Approaches using more traditional dosage forms such as tablets appear to have gained more popularity. For example, reformulated OxyContin (Figure 1) is produced as a solid polymer tablet matrix which provides physical resistance to crushing and chewing, and deters injection by turning into a viscous gel upon contact with water [35,36]. The new formulation resists tampering to a larger extent while also inducing a significantly higher degree of aversive effects when ingested via unintended methods such as chewing or snorting [14,16,37]. Furthermore, when this formulation was successfully crushed and snorted, studies showed that it yielded markedly lower Cmax and increased Tmax as well as decreased drug-liking and intranasal tolerability compared to the crushed original formulation [38]. It also appeared to gain greater attention in online drug forum posts after its introduction to the market [39].

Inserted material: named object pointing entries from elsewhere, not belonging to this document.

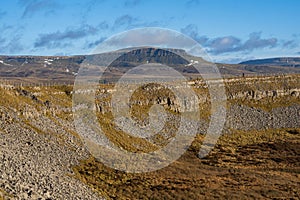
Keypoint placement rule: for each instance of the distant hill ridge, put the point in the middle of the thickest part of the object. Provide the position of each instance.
(282, 61)
(65, 68)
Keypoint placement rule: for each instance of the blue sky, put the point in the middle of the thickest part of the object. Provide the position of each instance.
(230, 30)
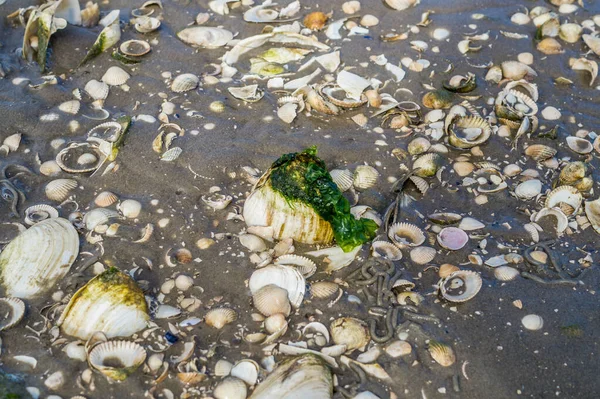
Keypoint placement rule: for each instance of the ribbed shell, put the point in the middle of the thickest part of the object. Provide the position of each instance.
(289, 219)
(117, 359)
(110, 302)
(38, 258)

Many ADFs gain resistance to crushing and form viscous gels in aqueous solutions by incorporating high amounts of polyethylene oxide (PEO) in their formulations. For example, ER oxymorphone is currently distributed in such a formulation under the brand name Opana ER (Figure 1). The PEO matrix is specifically designed and proven to be largely crush resistant in response to forces that the human body is not capable of producing via biting or chewing [40]. This formulation has also been shown to be less attractive to abusers when compared to tablets of controlled-release oxycodone [41].

A promising field of abuse deterrent technologies involves the inclusion of opioid antagonists into the formulation (Figure 2). When antagonists have good oral bioavailability, they have to be sequestered to prevent legitimate users from being exposed to the antagonist after oral ingestion. This exposure can result in aversive effects such as quick-onset of withdrawal symptoms in the user. An example of an antagonist with low oral bioavailability used in ADFs is naloxone, which is a pure opioid antagonist given parenterally to counter the effects of opioid overdose. However, it has also shown potential for deterring and diminishing the rewarding effects of opioid abuse. In a study of recreational opioid abusers who had previously tampered with ADFs, subjects were asked to rate the appeal of an intravenous dose of both untreated oxycodone solution and an oxycodone/naloxone formulation [42]. The results showed that there was a marked decrease in drug appeal and rewarding effects of the naloxone containing solution compared to the untreated solution. However, oxycodone/ naloxone solutions have been reported to induce acute withdrawal syndrome amongst certain groups when taken orally [37,43].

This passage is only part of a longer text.